Podemos entender a arte como uma das manifestações humanas onde os acontecimentos se situam em fronteiras imprecisas. O espaço e o teor desses acontecimentos abrangem aspectos psíquicos, físicos, sociais, intelectuais, e todas as questões pertinentes ao homem.

Durante toda a história da arte, os artistas percorreram diferentes caminhos na tentativa de expressar essa condição humana, suas dores, anseios, alegrias, sua maneira de estar no mundo enfim. E também, as conseqüências de sua presença no meio em que vivemos.

Alguns períodos dessa história tiveram uma força maior, e conseqüentemente maior influência nas grandes questões levantadas pela arte e pelos artistas.
Sem dúvida o Modernismo foi um deles. Num crescente movimento, instaurou mudanças de real e forte impacto na manifestação da arte e da expressão das diferentes linguagens da arte. Especialmente na virada do século XIX para o século XX, Cézanne e Van Gogh trabalharam em importantes e diferentes questões que iriam mudar o eixo da arte posteriormente

O resultado dessa busca foram todos os demais acontecimentos e movimentos posteriores. Como os tumultuados e prósperos anos 20, e mais tarde os anos 60, com suas famosas vanguardas.

Para entender o significado que as obras daquele período tiveram - e tem até hoje, é necessário também entender todo o contexto histórico daquele momento, que num movimento natural já vinha apresentando diversas e importantes mudanças. A descoberta da física quântica, a Revolução Industrial, tecnologias de mídias de massa, a psicanálise de Freud, a linguagem e os arquétipos de Yung, só pra citar alguns.
Os artistas traduzem em obras as mudanças que vão acontecendo no mundo.

Pra ilustrar bem essa questão aconteceu no Van Gogh Museum (Amsterdam) a exposição
Avant-gardes '20 '60 Highlights from the Stedelijk Museum collection
26 June 2009 - 23 August 2009
Importantes obras da coleção do Stedelijk Museum foram apresentadas, (O Stedeljik está em reforma e deve ser reaberto no começo de 2010).

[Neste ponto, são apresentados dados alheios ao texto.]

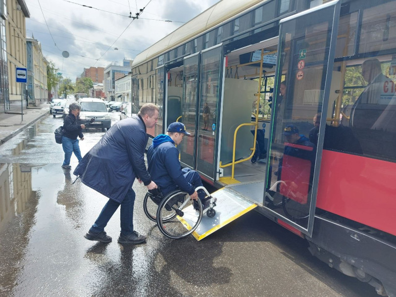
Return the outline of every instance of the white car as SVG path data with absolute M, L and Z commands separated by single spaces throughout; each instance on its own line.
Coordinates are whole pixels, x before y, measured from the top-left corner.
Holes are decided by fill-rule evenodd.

Um conjunto de obras formado por pinturas, obras tridimensionais (maquetes de arquitetura, cadeiras de designers, esculturas e objetos), fotografias que refletem e explicam claramente toda a trajetória até aqui. Durante todo o percurso da mostra, o olhar e o espírito vão fazendo uma leitura dinâmica daquele período, e entendendo melhor todo o processo que acontece em determinado momento da história e da vida. As perguntas feitas, os problemas propostos, as soluções encontradas e as incógnitas que permanecem...Tudo está ali e tudo faz sentido. É (foi) coerente e pertinente para “aquele” momento.
Final da mostra.
A parte triste do acontecimento é a inevitável e surrada pergunta:
“A arte morreu mesmo!?
Fica pairando na mente a dúvida que não quer calar...
A que ponto atualmente a arte vive ou sobrevive de fato? Após todo esse trajeto histórico, o que de realmente novo a arte contemporânea nos propõe? Quais os caminhos e meandros que se propõe investigar e que nunca tenham sido levantados antes? Ou que sejam abordados de outra forma, mas que tenham igual importância? Pra qual direção os artistas estão olhando, e principalmente, qual a qualidade desse olhar?

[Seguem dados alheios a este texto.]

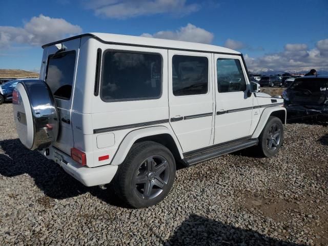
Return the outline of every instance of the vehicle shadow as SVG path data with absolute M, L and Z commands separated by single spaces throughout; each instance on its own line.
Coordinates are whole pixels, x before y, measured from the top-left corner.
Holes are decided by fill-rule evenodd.
M 109 186 L 87 187 L 52 160 L 26 149 L 18 138 L 0 141 L 0 175 L 12 177 L 24 174 L 30 175 L 37 187 L 53 199 L 90 192 L 110 204 L 125 207 Z
M 323 127 L 328 126 L 328 117 L 323 115 L 318 115 L 313 116 L 304 116 L 300 118 L 287 119 L 287 124 L 303 124 L 307 125 L 316 125 L 322 126 Z
M 175 231 L 165 245 L 299 245 L 260 234 L 251 230 L 192 214 Z
M 318 141 L 322 145 L 328 145 L 328 133 L 322 136 Z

Não quero ser pessimista, do contra, ou qualquer coisa que ateste o fim da arte. Mas inevitavelmente podemos observar uma repetição de fórmulas que já foram testadas no passado, que para aquele período faziam todo o sentido, mas hoje são apenas mais-do-mesmo.

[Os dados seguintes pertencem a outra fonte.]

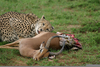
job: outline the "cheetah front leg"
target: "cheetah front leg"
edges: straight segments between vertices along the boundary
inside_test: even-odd
[[[12,47],[13,47],[13,46],[17,46],[17,47],[18,47],[18,46],[19,46],[19,40],[15,41],[15,42],[12,42],[12,43],[9,43],[9,44],[6,44],[6,45],[3,45],[3,46],[10,46],[10,47],[11,47],[11,46],[12,46]]]
[[[0,46],[0,48],[6,48],[6,49],[19,49],[19,47],[10,47],[10,46],[5,46],[5,45],[2,45]]]

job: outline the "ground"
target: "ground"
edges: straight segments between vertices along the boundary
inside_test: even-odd
[[[85,66],[100,64],[100,0],[1,0],[0,15],[16,11],[44,15],[54,33],[75,34],[82,50],[64,50],[56,59],[35,61],[18,50],[0,49],[0,66]],[[6,4],[6,5],[5,5]],[[4,45],[7,42],[0,42]],[[52,50],[53,52],[57,52]]]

Parece-me que a arte perdeu a “qualidade”. Não aquilo de ser “bem feito, ou mal feito”, sem acabamento. Não, nada disso! Refiro-me a qualidade de pensamento, de investigação, de proposta mesmo. Não quero detratar colegas artistas, (eu mesma não tenho nada de novo a propor) ou denunciar o fim da arte. Apenas uma constatação, de algo não vai bem. A arte está com febre.
Muita febre!
*...enveredando por outros caminhos agora, permito-me sugerir a maluca idéia: Não será esse o caminho? Ficar bem doente, com muita febre, e depois expurgar tudo que possa obstruir um novo acontecimento, limpar o velho olhar e dar lugar a uma nova maneira de se comunicar a arte...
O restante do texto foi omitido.